Mini Review ARTICLE
Covalently linked organic networks
- 1Engineering and Science, Jacobs University Bremen, Bremen, Germany
- 2Institute of Functional Interfaces (IFG), Karlsruhe Institute of Technology (KIT), Eggenstein-Leopoldshafen, Germany
In this review, we intend to give an overview of the synthesis of well-defined covalently bound organic network materials such as covalent organic frameworks, conjugated microporous frameworks, and other “ideal polymer networks” and discuss the different approaches in their synthesis and their potential applications. In addition we will describe the common computational approaches and highlight recent achievements in the computational study of their structure and properties. For further information, the interested reader is referred to several excellent and more detailed reviews dealing with the synthesis (Dawson et al., 2012; Ding and Wang, 2013; Feng et al., 2012) and computational aspects (Han et al., 2009; Colón and Snurr, 2014) of the materials presented here.
Polymeric networks, with well-defined structures, can accommodate, interact with, and discriminate molecules, thereby leading to prominent applications. Indeed, due to the porous and robust nature of the frameworks as well as the chemical properties of the wall components, many of the materials have shown notable abilities for gas storage, gas separation, drug delivery, sensing, catalytic, and photovoltaic (Wan et al., 2008) applications (see Figure 1 for possible applications of organic polymer networks) (McKeown and Budd, 2010; Xiang and Cao, 2013).

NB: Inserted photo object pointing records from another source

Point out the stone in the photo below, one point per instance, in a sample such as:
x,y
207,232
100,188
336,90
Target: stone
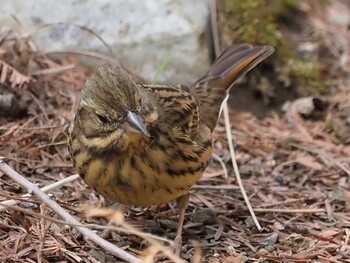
x,y
141,34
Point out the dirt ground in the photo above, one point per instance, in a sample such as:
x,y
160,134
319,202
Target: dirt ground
x,y
294,166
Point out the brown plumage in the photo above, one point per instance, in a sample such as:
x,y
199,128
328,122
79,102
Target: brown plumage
x,y
148,144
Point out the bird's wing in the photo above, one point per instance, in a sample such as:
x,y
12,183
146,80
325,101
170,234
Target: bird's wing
x,y
179,106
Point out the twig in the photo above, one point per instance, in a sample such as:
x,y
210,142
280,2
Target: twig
x,y
55,70
290,211
235,166
219,159
44,189
215,187
227,118
6,169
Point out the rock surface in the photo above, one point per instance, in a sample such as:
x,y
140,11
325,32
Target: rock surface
x,y
141,34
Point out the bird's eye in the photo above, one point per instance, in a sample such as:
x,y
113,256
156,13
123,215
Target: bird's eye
x,y
102,118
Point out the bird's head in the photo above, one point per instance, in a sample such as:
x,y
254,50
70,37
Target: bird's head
x,y
114,112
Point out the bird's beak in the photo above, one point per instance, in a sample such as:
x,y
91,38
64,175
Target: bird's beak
x,y
134,124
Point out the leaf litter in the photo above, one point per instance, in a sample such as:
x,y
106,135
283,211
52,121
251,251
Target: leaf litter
x,y
295,170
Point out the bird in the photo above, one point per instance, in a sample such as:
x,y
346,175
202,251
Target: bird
x,y
147,144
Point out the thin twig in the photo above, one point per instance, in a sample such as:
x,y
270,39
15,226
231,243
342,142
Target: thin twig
x,y
215,187
6,169
223,165
44,189
224,106
290,211
235,166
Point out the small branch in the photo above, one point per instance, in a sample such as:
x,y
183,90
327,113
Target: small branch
x,y
6,169
215,187
290,211
44,189
219,159
235,166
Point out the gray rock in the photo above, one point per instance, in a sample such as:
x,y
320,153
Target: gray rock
x,y
140,33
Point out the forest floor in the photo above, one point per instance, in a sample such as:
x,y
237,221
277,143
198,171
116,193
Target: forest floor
x,y
295,168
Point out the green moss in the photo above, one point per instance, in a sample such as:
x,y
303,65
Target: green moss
x,y
256,22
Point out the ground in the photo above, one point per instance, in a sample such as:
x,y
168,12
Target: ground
x,y
294,166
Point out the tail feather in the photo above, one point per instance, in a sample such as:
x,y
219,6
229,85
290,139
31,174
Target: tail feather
x,y
214,86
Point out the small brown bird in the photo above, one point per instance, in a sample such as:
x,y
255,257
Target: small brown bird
x,y
145,145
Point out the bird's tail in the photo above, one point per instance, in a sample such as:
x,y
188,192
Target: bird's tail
x,y
214,86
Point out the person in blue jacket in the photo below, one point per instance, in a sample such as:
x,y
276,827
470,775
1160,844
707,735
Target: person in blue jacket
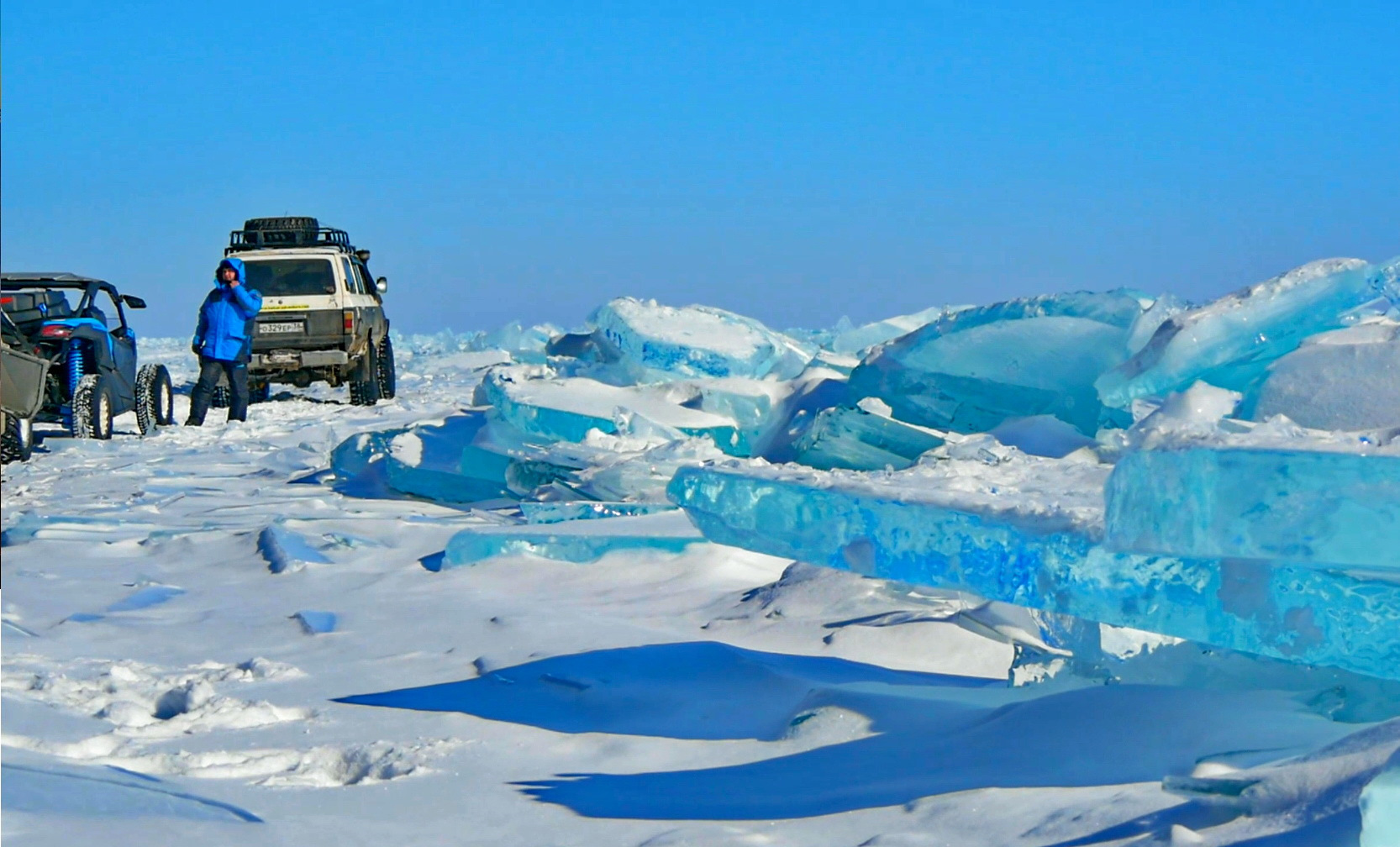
x,y
223,340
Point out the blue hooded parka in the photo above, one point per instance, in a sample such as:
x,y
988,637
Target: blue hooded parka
x,y
226,318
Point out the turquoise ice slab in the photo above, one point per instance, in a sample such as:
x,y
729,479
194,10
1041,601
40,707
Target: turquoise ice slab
x,y
658,342
851,437
567,409
1305,507
1231,340
587,510
972,370
571,540
1297,613
439,462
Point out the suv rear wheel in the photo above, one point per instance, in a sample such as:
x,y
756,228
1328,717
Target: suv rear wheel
x,y
92,408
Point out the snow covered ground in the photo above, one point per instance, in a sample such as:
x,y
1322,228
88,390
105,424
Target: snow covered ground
x,y
164,685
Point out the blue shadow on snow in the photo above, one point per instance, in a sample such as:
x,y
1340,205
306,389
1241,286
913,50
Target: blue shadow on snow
x,y
927,739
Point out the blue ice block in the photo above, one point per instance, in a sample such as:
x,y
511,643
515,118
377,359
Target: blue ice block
x,y
903,532
1381,807
145,598
660,342
975,369
439,462
315,623
1229,342
286,549
567,409
1305,507
857,439
574,540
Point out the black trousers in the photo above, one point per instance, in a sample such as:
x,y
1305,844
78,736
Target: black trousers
x,y
203,394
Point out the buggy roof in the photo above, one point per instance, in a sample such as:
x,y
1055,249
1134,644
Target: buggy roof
x,y
54,281
52,277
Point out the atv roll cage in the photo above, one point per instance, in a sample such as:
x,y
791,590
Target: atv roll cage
x,y
12,283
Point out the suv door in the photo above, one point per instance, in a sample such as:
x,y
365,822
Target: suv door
x,y
374,306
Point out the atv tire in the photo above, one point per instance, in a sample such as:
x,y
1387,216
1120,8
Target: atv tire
x,y
155,398
16,439
385,374
366,392
92,408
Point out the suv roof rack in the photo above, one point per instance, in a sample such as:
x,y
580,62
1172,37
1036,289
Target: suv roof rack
x,y
268,239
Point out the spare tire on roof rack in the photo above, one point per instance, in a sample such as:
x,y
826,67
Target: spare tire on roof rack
x,y
261,224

The high potential of covalently linked organic networks for these selected applications originates from the combination of large surface are, the high variability in the design of the organic building blocks and the tunable pore sizes. Another important feature of most covalent organic networks is their high physicochemical stability, which enables their application even at high temperatures and under humid conditions. In the following paragraphs, we will highlight the specific features for the different applications and refer to selected example from the literature.
Catalysis: the incorporation of catalytic sites within covalently linked organic frameworks showed to be comparable with the activities of the corresponding homogeneous catalysts, with the added potential of size selectivity, recyclability, and chirality (Kaur et al., 2011).
Gas separation: in gas separation vapors, gases, or liquids can be separated depending on their size (molecular sieving) and/or their affinity to the pore surface (selective adsorption). The organic networks can be either synthesized as freestanding membranes (Lindemann et al., 2014) or be used in pressure swing adsorption (Chang et al., 2013).
Gas storage: the main advantages of covalently linked organic networks for gas separation are their high surface area/low density due to their construction by lightweight elements in combination with their high versatility in terms of incorporation of functional groups (either within the building blocks or via post-synthetic functionalization). The high variability allows the storage of large amounts of gases with tailorable heat of adsorption within the covalent networks (Liebl and Senker, 2013; Arab et al., 2014).
Photovoltaics: in organic photovoltaics, the possibility to include functional building blocks into the organic networks and their organization in well-defined geometries promises large potential in order to optimize material properties toward high absorbance, efficient charge separation, and transfer at the donor–acceptor interface, fast diffusion of excitons, and efficient charge collection (Chen et al., 2010; Dogru and Bein, 2014).
To take full advantage of the possibilities of organic networks for applications is their macroscopic shaping in order to be able to incorporate the materials within functional devices. Recent examples include the interfacial synthesis (Colson and Dichtel, 2013) the layer-by-layer synthesis and the mechanochemical synthesis in order to create thin layers, freestanding membranes (Lindemann et al., 2014), or exfoliated layers (Biswal et al., 2013).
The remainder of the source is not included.